Item 1 on the list is to carefully disseminate volcanoes with very high quantities of weakly enriched radioactive ore. Then, one or two volcanoes are replaced by craters with aging and weathering signs indicating large scale nuclear explosions having taken place in the last fifty thousand years. This, of course, implies precise control of the isotopic composition of rock, as well as the capability of disassembling and reassembling it.

Also, this needs must have taken place before any extensive survey of the planet has been performed, of course; a 50KY old crater that wasn't there six months before would be a dead giveaway.

But if you manage to pull this off, Earth scientists investigating the planet will begin wondering why anyone might have targeted volcanoes with rudimental nuclear devices so many years ago. Then, someone else will develop a theory that some unknown mechanism, somehow, drives radioactive ores to accumulate inside volcanoes' calderas. The conclusion would be immediate - in the right circumstances, either a normal but unseasonable eruption, a "fizzle" eruption, or a much rarer semiaborted nuclear explosion would take place.
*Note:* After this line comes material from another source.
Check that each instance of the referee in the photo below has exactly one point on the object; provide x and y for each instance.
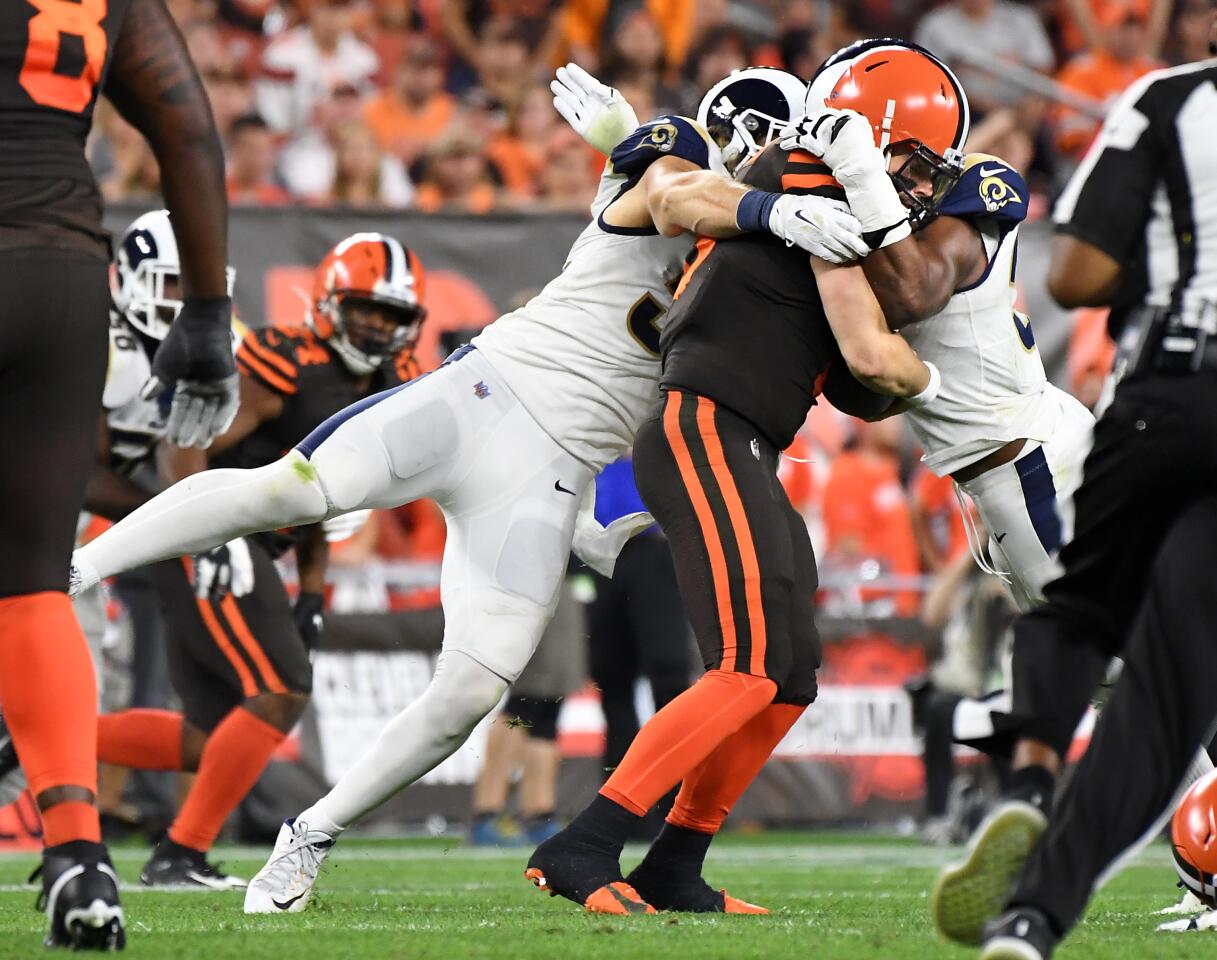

From there, someone is bound to wonder whether any such explosion might be brewing just now - and most anyone else will laugh it off. Finding ancient tephra at large distances from the "ground zero" point of origin will make theorists suspect that the geometry of the explosion allow projectiles to reach orbit.

This, however, has a serious drawback - radioactive ore concentration is likely to make the planet really appetizing, and the underlying organism is unlikely to realize that. Now that I come to think of it, this whole plan has one other really weak spot - how is the organism going to know that a fizzle bomb is possible, let alone how to build one without having it detonate prematurely?

(Unless it spent countless aeons researching all kinds of weird science, possibly out of boredom...?)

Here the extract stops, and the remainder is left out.